Menang Lomba Tiket.com

Ini dia caption yang berhasil membujuk orang People at Tiket buat memenangkan saya. Hahaha.



Banyak amat acaranya People at Tiket tuh. Kemarin halal bi halal sampai dua kali. Yang pertama tukar kado, yang kedua ada lomba fashion lucu-lucuan. Wkwkwk. Terus sekarang lagi ada acara Bulan Olahraga dan Kesenian Tiket (Burket) yang isinya lomba-lomba buat memperingati ulang tahun Tiket.com sekaligus 17 Agustus. Gaya banget pokoknya, udah kayak class meeting anak-anak sekolahan aja. Terus saya dapet jersey Data Rangers padahal main kagak. Hahaha.

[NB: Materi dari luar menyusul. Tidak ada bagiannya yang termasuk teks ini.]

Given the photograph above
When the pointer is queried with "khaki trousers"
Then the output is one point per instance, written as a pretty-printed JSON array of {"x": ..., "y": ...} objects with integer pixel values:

Jersey Data Rangers Tiket.com

Di tim data ada sebuah aturan tak tertulis, laptop kalau ditinggal-tinggal harus di-lock. Kalau nggak, harus mengisi celengan dengan uang 5 ribu rupiah. Akibatnya? Orang-orang berlomba-lomba buat ngelaporin satu sama lain kalau laptopnya nggak di-lock. Laptopnya difoto terus dikirim grup. Hahaha. Tapi ada yang sengaja menggocek dong. Lockscreen-nya diatur menggunakan gambar tampilan Nifi biar dikira nggak di-lock. Hahaha ngeselin.

Orang-orang DE punya bahasa aneh-aneh. Apache Spark = Apache Percikan. Script Python = Script Ular. Dan seterusnya.

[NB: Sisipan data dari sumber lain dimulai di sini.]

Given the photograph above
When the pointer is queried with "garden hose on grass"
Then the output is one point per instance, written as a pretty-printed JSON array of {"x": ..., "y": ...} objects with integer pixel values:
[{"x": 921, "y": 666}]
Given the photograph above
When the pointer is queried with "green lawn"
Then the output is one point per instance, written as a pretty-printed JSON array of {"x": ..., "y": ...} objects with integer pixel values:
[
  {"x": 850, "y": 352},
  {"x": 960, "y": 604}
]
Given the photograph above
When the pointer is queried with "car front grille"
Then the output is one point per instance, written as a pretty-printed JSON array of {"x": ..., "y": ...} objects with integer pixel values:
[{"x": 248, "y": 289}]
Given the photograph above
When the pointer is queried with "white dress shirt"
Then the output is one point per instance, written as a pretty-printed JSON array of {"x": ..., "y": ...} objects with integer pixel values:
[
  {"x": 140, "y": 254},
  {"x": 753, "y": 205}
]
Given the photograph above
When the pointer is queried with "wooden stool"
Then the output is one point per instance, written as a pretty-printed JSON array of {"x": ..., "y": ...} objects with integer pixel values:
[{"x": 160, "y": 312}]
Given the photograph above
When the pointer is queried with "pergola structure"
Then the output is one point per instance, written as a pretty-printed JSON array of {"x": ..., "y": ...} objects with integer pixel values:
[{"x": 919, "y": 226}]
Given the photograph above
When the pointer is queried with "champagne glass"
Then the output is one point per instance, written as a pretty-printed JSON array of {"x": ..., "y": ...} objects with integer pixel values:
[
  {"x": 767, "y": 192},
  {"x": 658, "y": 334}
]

Pas last day intern, ada acara farewell kecil-kecilan terus saya dikasih dua kado ini terus saya salting. Hahaha. Akhirnya aku punya boneka T-Man.

Kado Farewell

Terima kasih untuk kesempatan, sharing-sharing, guyonan aneh, dan semuanya. I learned a lot really.



UPDATE:
Hari ini, 23 Oktober 2019 akhirnya saya melaksanakan seminar kerja praktek yey. Berbekal ngebut seminggu menyelesaikan draft laporan sejak kelas KP pertama kali semester ini. Ngebut biar bisa ke Jakarta buat minta tanda tangan di laporan sekalian di form nilai yang lupa ditandatangani. Agak sedih ya ini, tapi nggak papa karena jadi ada motivasi kuat menyelesaikan laporan KP sehingga laporan saya cepet selesai. Wkwkwk. Bimbingan tiga kali terus langsung bisa seminar. Seminar tercepat ketiga di angkatan membanggakan nggak aku tuh? Hehehe. Deg-degannya setengah mampus padahal seminarnya cuma di depan dosen pembimbing aja sama mahasiswa. Gimana sidang tugas akhir ya yang ada pengujinya dan saya bakal dicecar? Tambah drama lagi kabel VGA proyektornya nggak bisa dicolok ke laptop sendiri, akhirnya pakai laptop temen, terus mati listrik dong pas saya lagi ngomong. ??

Tapi lega banget karena dua sks ini akhirnya berakhir yey. Dan yang penting lagi, di akhir seminar tetep bilang, "Mau kemana? Semua ada TIKETnya". Wkwkwk. Seminar ini juga tiket loh, tiket menuju gelar S.T. yuhu. ??